Reference Example
An Example Agentic Dev Loop
This is a concrete example of what "good" looks like when an agent can take a ticket from intake to merge, with reproducible evidence, scoped identity, and clear human checkpoints. Swap vendors freely. The contracts and artifacts matter more than the brand names.
Workflow Diagram
The loop is linear most of the time. When CI or Bugbot flags issues, the agent iterates back through implementation with bounded retries and escalation rules.
Trigger
A ticket is assigned to an agent identity in Linear (or Jira, GitHub Issues, etc). Assignment is the start signal.
Environment
The agent boots a remote environment on `exe.dev`, pinned to a reproducible toolchain, with an explicit environment identity.
Evidence
The agent reproduces the issue with `browser-use`, captures screenshots, and produces a GIF with `ffmpeg`. If it cannot reproduce, it stops and escalates.
The full run, end to end
Think of this as a status ladder with artifacts attached. The agent is responsible for posting updates and evidence back to the tracker and PR. Humans should not have to guess what is happening.
Step 01
Ticket intake (assigned in Linear)
Issue is assigned to an agent user. The agent immediately acknowledges and links the run ID it will use for audit and traceability.
- Linear comment: acknowledged
- Run ID
- Links: repo, branch plan
Step 02
Provision identity (Creddy)
The agent requests scoped, short lived credentials for every system it touches. No user impersonation. Credentials are attached to the run identity and expire.
- Cred lease ID
- Scopes summary
- Expiry timestamp
Step 03
Boot environment (exe.dev)
Agent creates a fresh remote environment, pins toolchain, and records environment identity so humans can reproduce the exact run later.
- Environment URL
- Environment identity
- Toolchain fingerprint
Step 04
Reproduce (browser-use)
Agent reproduces the bug using scripted, repeatable steps. It collects evidence. If it cannot reproduce, it stops. No fixes without evidence.
- Repro steps
- Screenshots
- GIF recording
- Console logs
Step 05
Open PR stub (GitHub)
Agent opens a draft PR early, links the ticket, and posts the reproduction evidence before implementation. The PR is the workspace for all discussion.
- Draft PR
- Spec link
- Repro evidence comment
Step 06
Plan with Opus, implement with Sonnet
Agent writes a plan, identifies risk boundaries, then implements in small checkpoints. Each checkpoint keeps the PR reviewable and debuggable.
- Plan comment
- Checkpoint commits
- Local notes attached to PR
Step 07
Commit, sign, and run CI
Agent authors and commits under its own identity, with signed commits. CI is treated as a gate, not a suggestion.
- Signed commits
- CI logs
- Test outputs
Step 08
Watchers and responders
Agent keeps a watcher loop for CI failures, Cursor Bugbot feedback, and human review comments. It responds with bounded iterations and escalation rules.
- Bugbot thread links
- CI fix iterations
- Escalation note if blocked
Step 09
Demo with evidence (browser-use and ffmpeg)

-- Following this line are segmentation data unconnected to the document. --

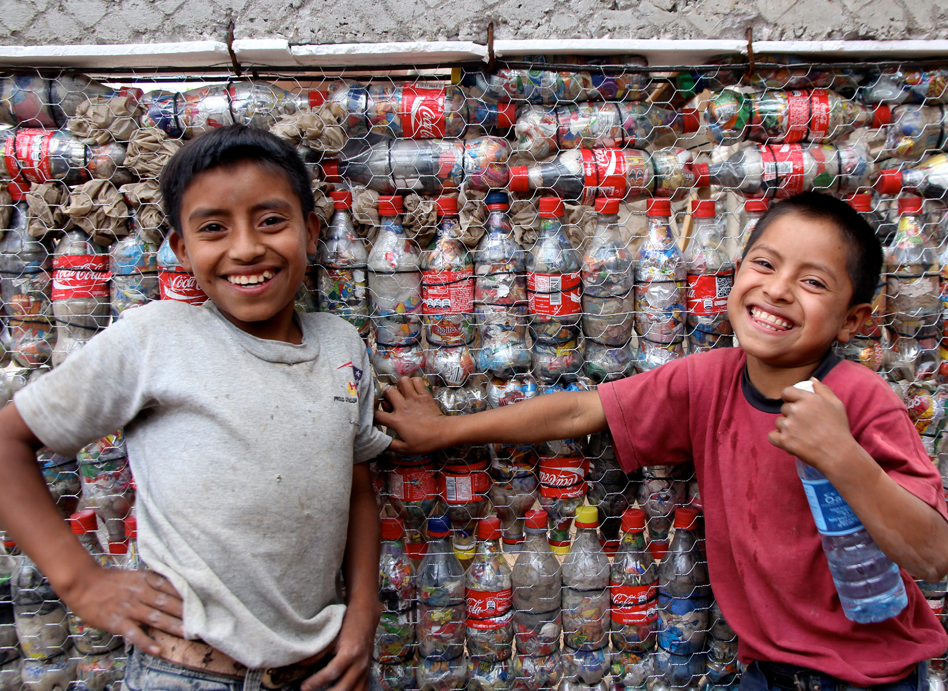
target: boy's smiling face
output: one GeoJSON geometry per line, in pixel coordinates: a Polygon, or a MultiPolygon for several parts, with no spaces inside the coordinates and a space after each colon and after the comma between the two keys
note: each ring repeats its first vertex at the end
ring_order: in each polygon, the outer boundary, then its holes
{"type": "Polygon", "coordinates": [[[849,306],[849,248],[832,224],[789,212],[747,252],[728,297],[740,347],[766,365],[819,362],[833,339],[848,341],[870,306],[849,306]]]}
{"type": "Polygon", "coordinates": [[[316,253],[319,222],[310,216],[302,217],[286,175],[241,161],[201,173],[188,186],[182,234],[171,236],[172,248],[230,321],[284,340],[279,332],[283,322],[290,328],[306,255],[316,253]]]}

After implementation, the agent runs a demo flow in the real environment. It captures screenshots and records a short GIF. The artifact is attached to the PR before human review begins.
- Demo steps
- Screenshots
- GIF artifact
- PR comment with evidence
Step 10
Human review stays on track
Guards enforce that humans review the right surfaces. Review focuses on high risk logic and contracts, not on linting or formatting.
- Focused review checklist
- Highlighted files
- Demo steps
Step 11
Merge and teardown
After approval, PR is merged. The remote environment spins down, credentials expire, and the agent posts a final summary and marks the ticket done.
- Merge SHA
- Teardown confirmation
- Final summary
- Ticket closed
Status updates as a contract
The agent should post status changes back to the ticket and PR as it crosses gates. These gates make the run legible to humans, and they reduce hallucinated fixes.
acknowledged env_ready reproduced plan_posted fix_implemented tests_added demo_recorded ready_for_human merged teardown_complete
Guardrails that keep it safe
This loop only works when identity and boundaries are real. The agent is a first class actor, not a human impersonator.
- Agent has its own identity everywhere, including GitHub, secret manager, VPN, and internal services.
- Credentials are scoped and short lived. No long lived user tokens. Creds expire at teardown.
- Evidence before fixes. Reproduction is a gate. If the agent cannot reproduce, it escalates.
- Human review focuses on high risk surfaces, not formatting or static analysis output.